Celia Hodent a participé au développement de Fortnite en tant que directrice de l’expérience utilisateur chez Epic Games. Elle sait que les titres multijoueurs finissent toujours par frustrer leurs participants : la défaite est inévitable et parfois même cuisante, surtout dans les battle royale. Dans ce contexte, le meilleur moyen de tempérer le déplaisir des perdants consiste à les recentrer sur eux-mêmes. « On peut aider les joueurs à dépasser leur frustration en évitant de comparer leurs performances à celle des autres joueurs, explique la psychologue, et au contraire en mettant en avant leur progression par rapport à leurs statistiques personnelles. Même si l’on perd une partie, on gère mieux sa frustration quand on comprend que l’on a malgré tout progressé. » Ainsi, la compétence demeure dans la défaite.
Git gud scrub
Peut-être que la « video game rage » est une réaction quasi-naturelle aux jeux vidéo compétitifs, qu’elle fait du bien, qu’elle dépend de facteurs mentaux et biologiques complexes, que les développeurs et les psychologues déploient leurs meilleurs efforts pour la tempérer. Reste que son contrôle appartient d’abord aux joueurs. C’est la raison pour laquelle bon nombre de titres multijoueurs punissent les dérapages excessifs par des kicks ou des bans. Celia Hodent explique : « C’est une chose de perdre, c’en est une autre de perdre contre quelqu’un qui en plus vous insulte et cherche à vous humilier. » De plus, si vos élans de nervosité peuvent gâcher les parties de vos concurrents, ils peuvent aussi ruiner vos propres performances. Personne ne saurait déployer toute ses capacités quand la colère crispe ses mains sur la manette.
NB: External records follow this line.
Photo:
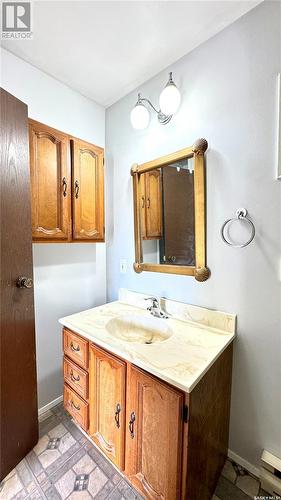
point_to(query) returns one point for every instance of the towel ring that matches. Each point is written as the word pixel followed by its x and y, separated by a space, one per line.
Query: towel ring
pixel 241 214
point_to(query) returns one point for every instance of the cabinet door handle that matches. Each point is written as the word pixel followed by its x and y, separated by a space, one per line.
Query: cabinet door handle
pixel 117 415
pixel 73 348
pixel 73 378
pixel 74 406
pixel 132 424
pixel 64 185
pixel 76 186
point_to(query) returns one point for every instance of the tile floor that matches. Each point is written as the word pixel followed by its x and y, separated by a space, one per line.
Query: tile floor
pixel 65 465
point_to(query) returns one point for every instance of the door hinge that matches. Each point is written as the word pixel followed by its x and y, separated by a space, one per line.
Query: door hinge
pixel 185 413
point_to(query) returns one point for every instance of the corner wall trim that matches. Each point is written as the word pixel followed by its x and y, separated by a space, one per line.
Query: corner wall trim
pixel 241 461
pixel 49 405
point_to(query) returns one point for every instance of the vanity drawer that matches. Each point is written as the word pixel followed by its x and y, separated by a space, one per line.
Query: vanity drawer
pixel 76 348
pixel 77 378
pixel 76 406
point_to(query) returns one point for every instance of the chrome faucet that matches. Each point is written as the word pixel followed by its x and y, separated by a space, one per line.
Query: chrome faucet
pixel 155 308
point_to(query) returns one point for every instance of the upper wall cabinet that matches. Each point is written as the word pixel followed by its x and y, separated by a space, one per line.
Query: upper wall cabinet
pixel 50 183
pixel 88 191
pixel 67 184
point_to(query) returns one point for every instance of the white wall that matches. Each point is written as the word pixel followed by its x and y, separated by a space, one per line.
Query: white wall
pixel 68 277
pixel 229 96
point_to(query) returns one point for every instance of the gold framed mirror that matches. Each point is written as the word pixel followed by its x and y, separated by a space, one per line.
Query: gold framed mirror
pixel 170 213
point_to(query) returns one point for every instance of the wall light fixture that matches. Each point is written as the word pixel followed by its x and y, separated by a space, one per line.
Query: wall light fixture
pixel 169 102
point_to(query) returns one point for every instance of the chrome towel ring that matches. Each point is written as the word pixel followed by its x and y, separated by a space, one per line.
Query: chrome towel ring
pixel 241 214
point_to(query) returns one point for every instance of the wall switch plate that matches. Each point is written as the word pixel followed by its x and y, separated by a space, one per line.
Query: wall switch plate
pixel 123 266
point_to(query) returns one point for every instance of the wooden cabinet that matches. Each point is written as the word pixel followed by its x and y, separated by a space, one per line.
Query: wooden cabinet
pixel 154 436
pixel 151 205
pixel 170 444
pixel 67 185
pixel 88 191
pixel 107 404
pixel 50 183
pixel 76 406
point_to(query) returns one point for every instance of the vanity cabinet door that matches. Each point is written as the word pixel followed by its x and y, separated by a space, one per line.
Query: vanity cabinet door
pixel 153 204
pixel 154 434
pixel 50 183
pixel 107 404
pixel 88 191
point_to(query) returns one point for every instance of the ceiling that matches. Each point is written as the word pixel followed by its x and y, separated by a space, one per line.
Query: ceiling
pixel 106 49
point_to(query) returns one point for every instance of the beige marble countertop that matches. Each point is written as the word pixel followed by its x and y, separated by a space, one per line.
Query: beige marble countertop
pixel 180 360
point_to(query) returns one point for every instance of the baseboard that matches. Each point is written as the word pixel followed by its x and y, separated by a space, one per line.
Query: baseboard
pixel 241 461
pixel 49 405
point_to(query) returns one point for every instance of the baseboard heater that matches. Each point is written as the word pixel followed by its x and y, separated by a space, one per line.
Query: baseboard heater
pixel 270 473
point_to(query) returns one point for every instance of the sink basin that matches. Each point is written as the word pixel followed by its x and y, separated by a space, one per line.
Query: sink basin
pixel 139 329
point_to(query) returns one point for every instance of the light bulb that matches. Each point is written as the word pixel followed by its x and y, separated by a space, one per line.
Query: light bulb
pixel 140 117
pixel 170 98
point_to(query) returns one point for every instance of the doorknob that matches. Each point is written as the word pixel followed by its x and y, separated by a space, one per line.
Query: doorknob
pixel 24 282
Dès lors, mieux vaut apprendre à contrôler sa colère plutôt que de finir expulsé du serveur. Les guides ne manquent pas sur Internet : WikiHow recommande de poser sa manette et d’aller faire un tour, voire de régler vos problèmes personnels avant de lancer une partie, et LifeHacker de laisser votre colère s’exprimer par d’autres moyens. Le ragequit n’est pas une fatalité.